I finished the major sewing, and instantaneously made for myself the case for the bra-like undergarments springing up in the medieval recreation circles lately. Somewhere along the line, probably between the second fitting and yesterday, the shaping the orange linen dress was meant to perform stopping creating the correct curves. In other words, as a supportive dress, it got a solid C-. Sure, it pulled and firmed my squooshier bits, but gave me a horrible, irregular chest shape in the process.

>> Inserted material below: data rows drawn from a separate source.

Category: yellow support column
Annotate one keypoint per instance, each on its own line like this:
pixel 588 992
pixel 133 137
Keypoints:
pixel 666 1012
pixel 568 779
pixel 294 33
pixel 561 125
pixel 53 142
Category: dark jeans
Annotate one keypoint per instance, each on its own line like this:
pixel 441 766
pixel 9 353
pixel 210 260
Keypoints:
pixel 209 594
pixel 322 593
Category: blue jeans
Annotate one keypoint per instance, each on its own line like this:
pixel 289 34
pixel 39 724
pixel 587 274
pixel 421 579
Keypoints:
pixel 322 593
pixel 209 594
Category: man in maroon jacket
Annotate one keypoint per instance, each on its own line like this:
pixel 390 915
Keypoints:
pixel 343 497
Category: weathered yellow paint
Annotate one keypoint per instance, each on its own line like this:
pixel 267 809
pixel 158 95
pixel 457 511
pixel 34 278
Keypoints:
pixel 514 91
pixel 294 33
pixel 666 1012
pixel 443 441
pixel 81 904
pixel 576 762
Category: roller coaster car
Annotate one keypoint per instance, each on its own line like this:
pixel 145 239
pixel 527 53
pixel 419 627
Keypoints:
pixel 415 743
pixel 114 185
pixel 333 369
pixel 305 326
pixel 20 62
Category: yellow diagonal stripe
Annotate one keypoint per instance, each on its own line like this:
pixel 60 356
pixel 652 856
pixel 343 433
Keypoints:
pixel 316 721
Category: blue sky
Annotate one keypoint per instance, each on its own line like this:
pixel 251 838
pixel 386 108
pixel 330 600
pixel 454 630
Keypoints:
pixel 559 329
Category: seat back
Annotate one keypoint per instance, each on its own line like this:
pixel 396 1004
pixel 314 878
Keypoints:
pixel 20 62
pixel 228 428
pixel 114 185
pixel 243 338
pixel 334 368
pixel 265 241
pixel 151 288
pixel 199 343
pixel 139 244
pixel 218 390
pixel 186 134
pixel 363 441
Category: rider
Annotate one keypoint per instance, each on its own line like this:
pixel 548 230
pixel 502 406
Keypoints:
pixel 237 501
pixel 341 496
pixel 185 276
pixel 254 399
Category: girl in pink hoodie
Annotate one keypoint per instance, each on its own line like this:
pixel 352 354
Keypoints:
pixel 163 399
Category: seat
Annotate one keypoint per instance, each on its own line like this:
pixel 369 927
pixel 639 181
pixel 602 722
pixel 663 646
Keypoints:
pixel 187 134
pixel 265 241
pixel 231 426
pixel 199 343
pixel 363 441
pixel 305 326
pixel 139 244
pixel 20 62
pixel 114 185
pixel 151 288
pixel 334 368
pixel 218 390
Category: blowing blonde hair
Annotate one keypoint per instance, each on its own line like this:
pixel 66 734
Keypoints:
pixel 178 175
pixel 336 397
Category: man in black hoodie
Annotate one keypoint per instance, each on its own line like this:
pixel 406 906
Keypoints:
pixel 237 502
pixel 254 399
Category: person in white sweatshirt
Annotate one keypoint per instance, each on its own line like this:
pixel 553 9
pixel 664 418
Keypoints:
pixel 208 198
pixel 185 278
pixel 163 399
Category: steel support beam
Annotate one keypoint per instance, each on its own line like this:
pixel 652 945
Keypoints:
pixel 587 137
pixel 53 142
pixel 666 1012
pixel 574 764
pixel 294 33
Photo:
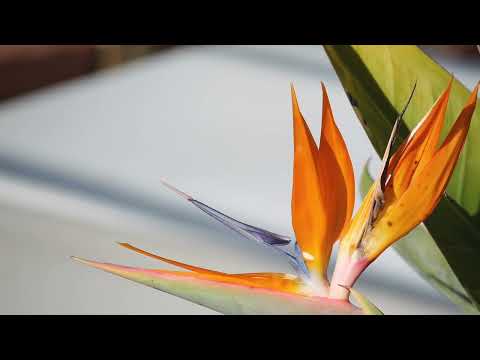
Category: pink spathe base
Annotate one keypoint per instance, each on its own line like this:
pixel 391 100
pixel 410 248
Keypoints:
pixel 346 273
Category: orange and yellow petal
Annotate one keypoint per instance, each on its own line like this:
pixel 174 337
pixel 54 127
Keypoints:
pixel 274 281
pixel 336 176
pixel 309 212
pixel 421 145
pixel 425 190
pixel 227 295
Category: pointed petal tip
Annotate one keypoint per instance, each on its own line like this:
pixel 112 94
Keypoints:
pixel 82 261
pixel 175 190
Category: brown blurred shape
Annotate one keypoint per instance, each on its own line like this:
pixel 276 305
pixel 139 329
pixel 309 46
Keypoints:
pixel 28 67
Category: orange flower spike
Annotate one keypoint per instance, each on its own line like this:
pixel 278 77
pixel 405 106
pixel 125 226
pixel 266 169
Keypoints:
pixel 423 172
pixel 337 180
pixel 421 144
pixel 309 211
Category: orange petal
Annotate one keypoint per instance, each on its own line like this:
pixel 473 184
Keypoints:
pixel 336 177
pixel 309 213
pixel 169 261
pixel 273 281
pixel 421 145
pixel 425 190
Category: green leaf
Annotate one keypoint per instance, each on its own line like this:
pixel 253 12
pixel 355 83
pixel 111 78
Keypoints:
pixel 366 305
pixel 378 80
pixel 228 298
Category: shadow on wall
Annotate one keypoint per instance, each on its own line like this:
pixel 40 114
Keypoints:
pixel 28 67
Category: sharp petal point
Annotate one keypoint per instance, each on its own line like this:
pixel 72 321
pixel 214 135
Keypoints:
pixel 175 190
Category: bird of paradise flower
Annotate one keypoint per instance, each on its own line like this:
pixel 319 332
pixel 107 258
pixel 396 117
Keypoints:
pixel 410 185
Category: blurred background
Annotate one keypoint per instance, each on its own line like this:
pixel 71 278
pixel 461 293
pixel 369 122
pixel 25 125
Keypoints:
pixel 87 132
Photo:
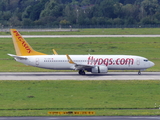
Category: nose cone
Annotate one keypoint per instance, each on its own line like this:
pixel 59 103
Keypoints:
pixel 151 64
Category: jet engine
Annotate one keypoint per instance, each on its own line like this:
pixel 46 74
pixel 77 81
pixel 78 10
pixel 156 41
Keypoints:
pixel 99 69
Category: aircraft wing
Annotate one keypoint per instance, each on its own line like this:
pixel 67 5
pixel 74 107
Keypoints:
pixel 78 66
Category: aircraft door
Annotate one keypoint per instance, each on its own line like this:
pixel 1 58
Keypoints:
pixel 138 61
pixel 37 61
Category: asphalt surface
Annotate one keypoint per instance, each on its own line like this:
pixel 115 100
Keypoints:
pixel 76 76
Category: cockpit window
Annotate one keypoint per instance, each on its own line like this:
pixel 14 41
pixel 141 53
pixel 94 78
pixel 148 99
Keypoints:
pixel 145 60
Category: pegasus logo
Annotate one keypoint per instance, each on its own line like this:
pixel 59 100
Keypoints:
pixel 24 44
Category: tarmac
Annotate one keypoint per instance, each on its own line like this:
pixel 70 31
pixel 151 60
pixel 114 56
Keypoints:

So, after tossing it on a chair in another room for a few hours, I decided to try using a supportive dress that I know works great under the new supportive dress. My linen "short cotte", which was a godsend this past summer, is a calf-length, sleeveless fitted dress, with center front lacing. It is a single layer of 3.5 oz linen- perfect for layering under ever dress in my arsenal. Except that not having sleeves means I can't use it under short sleeved gowns, like my gold wool Grandes Chroniques gown. My short cotte is what I had come up with for standardizing the fit of my gowns, but it could have very easily been something more like the Lengberg bras or even the supportive "breast bags" with attached skirts that I've seen other costumers make. The point of the garment is to provide a singular shape regardless of the minor changes in your body. And now I can tell you- it works.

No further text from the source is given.